THE HAGUE–Member of the Second Chamber of the Dutch Parliament André Bosman of the liberal democratic VVD party on Monday submitted a series of technical questions to the Dutch government about the decolonisation process of the Dutch Caribbean islands.
The so-called “Written Statement of the Kingdom of the Netherlands” of February 27, 2018, to the International Court of Justice was the main reason for Bosman to submit no less than 19 questions to State Secretary of Home Affairs and Kingdom Relations Raymond Knops.
The written statement of the Kingdom was in relation to the decolonisation process of Mauritius. As a UN Member State and also a party to the Statute of the Court, the Dutch Kingdom made use of the opportunity afforded by the Court to make a written statement.
Member of Parliament (MP) Bosman found it interesting that one article in that statement mentioned that once a people has specifically opted for a particular constitutional status, this means that the full self-government has been achieved in the context of decolonisation.
Bosman wanted to know when that point of full self-government was reached in the case of the former Dutch colonies, the countries Aruba, Curaçao and St. Maarten and the public entities Bonaire, St. Eustatius and Saba, in relation to the Dutch decolonisation.
The MP noted that, according to the 1960 United Nations (UN) Resolution 1514, a (new) status “should be the result of the free and voluntary choice by the peoples of the territory, expressed through informed democratic processes.”
Bosman asked how free the former Dutch colonies were in making their own choice considering the way the Kingdom Charter was established and why it took many years of negotiations between the Netherlands and the Netherlands Antilles to give the countries of the former colonies their right to self-governance.
“Which role did the Dutch government play in these negotiations? How much room did the former colonies have to make their own free choice? Was there pressure or were there limitations in the free choice of the former colonies?”
In this regard, Bosman referred to a specific line in the written statement: “However, if negotiations on such future cooperation are used by the administering State to influence the act of free choice by the people concerned, this may amount to unlawful interference and thus to a violation of the right of self-determination of this people.” He asked the State Secretary to qualify this quote.
Bosman wanted to know whether during the negotiations to arrive at a decolonisation, restrictions were imposed on the countries in their choices due to shortcomings of political, social or educational issues. “If so, how does this relate to the UN 1514 Resolution which states: ‘Inadequacy of political, economic, social or educational preparedness should never serve as a pretext for delaying independence?’”
The MP referred to the integration of St. Eustatius in the Dutch Constellation. The written statement of February 2018 said about this: “Integration should be the result of the freely expressed wishes of the territory’s peoples acting with full knowledge of the change in their status, their wishes having been expressed through informed and democratic processes.” He asked: “How should I read this in relation to the integration of St. Eustatius in the Dutch Constellation without the people of St. Eustatius having been able to make their choice?”

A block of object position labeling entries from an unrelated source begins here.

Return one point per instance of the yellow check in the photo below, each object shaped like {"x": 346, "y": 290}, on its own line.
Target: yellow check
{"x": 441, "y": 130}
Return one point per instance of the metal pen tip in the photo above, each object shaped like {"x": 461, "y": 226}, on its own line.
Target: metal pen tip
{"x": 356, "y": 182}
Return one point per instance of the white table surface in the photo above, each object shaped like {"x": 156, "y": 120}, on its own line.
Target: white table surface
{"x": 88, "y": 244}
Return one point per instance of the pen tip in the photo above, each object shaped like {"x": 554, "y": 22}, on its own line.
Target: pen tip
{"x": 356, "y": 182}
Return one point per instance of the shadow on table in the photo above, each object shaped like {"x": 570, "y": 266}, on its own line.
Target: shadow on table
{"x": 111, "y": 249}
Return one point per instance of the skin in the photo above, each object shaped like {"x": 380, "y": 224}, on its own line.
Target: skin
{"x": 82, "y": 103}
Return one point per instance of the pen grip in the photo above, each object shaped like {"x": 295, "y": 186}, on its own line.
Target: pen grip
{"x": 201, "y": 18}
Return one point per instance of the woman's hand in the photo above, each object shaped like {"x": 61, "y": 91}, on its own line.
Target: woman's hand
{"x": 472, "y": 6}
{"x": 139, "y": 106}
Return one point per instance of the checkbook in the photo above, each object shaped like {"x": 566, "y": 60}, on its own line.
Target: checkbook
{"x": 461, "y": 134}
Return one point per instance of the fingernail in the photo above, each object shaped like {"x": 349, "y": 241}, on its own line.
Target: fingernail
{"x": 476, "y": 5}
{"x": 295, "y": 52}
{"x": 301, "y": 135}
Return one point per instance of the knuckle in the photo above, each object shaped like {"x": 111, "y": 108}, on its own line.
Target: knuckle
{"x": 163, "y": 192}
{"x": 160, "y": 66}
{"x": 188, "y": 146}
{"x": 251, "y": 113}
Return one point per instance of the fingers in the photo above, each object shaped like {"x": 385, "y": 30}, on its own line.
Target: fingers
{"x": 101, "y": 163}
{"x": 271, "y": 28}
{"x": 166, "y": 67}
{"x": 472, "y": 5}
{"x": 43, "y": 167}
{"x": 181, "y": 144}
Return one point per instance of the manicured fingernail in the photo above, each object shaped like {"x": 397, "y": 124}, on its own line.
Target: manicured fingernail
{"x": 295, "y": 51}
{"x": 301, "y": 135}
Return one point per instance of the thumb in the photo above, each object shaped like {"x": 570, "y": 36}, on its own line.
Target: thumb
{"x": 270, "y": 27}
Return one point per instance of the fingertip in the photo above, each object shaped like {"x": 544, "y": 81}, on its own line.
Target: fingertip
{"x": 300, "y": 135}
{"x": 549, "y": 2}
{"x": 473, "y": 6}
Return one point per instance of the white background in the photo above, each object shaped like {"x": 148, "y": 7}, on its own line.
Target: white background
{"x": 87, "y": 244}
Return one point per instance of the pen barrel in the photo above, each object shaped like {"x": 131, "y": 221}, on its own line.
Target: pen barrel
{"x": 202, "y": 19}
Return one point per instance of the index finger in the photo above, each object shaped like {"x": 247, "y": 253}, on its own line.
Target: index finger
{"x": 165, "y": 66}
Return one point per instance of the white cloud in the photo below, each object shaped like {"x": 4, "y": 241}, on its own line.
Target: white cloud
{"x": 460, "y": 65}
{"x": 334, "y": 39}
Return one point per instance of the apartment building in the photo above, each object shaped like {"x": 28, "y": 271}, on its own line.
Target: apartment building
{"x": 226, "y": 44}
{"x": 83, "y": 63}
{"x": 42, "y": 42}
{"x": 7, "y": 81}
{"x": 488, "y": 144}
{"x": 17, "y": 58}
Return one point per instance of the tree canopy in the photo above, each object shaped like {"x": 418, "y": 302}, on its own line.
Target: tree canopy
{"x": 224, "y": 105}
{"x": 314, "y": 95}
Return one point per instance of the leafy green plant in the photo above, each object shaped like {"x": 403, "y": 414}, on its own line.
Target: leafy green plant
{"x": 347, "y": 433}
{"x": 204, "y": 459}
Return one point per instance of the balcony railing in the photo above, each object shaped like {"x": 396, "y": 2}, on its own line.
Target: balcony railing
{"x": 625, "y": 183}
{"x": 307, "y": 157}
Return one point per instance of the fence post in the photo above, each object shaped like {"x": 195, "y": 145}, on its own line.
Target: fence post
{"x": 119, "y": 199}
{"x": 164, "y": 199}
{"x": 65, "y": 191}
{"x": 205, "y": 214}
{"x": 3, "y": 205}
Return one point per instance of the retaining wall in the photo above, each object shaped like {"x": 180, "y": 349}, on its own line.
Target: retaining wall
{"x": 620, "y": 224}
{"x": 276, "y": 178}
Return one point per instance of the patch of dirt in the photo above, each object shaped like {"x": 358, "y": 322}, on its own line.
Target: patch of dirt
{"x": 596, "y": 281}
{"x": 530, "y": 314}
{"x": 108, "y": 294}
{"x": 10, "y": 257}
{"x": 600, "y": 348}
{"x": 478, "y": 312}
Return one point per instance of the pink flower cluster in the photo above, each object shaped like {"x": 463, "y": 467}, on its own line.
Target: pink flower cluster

The MP made reference to article 73 of the UN Charter, the article which requires countries administering those colonies “to develop self-government, to take due account of the political aspirations of the peoples and to assist them in the progressive development of their free political institutions.”
In the written statement of the Kingdom it was stated that: “It is submitted that once the inhabitants of a colonial territory have, through their freely expressed will, genuinely exercised their right to self-determination through a choice for either independence, integration or association or the emergence into any other political status, the colonial status of the territory and the people concerned comes to an end.
“Does that mean that the Kingdom no longer resorts under article 73 of the UN Charter? How does that relate to what Minister Ronald Plasterk said during the 2017 budget handling, namely that the Kingdom still resorted under article 73?” asked Bosman.
The MP inquired what had changed in the vision of the Dutch government in the period between Plasterk’s announcement and the written statement which states that decolonisation is definite after a first choice of the former colonies. “In what way have the Dutch Caribbean been involved in drafting the written statement?”
Bosman also wanted to know whether the 1514 UN Resolution has retroactive power, and if so, whether this has been discussed with the Dutch Caribbean islands. “What is the view of the islands regarding the definite status of the decolonisation? Have they given their formal approval?”
As for the role of the Kingdom Council of Ministers, the MP asked how the representation of all people in the Kingdom was secured in this Council and how this related to the fact that the Ministers Plenipotentiary of Aruba, Curaçao and St. Maarten only have a consultative voice in this Council.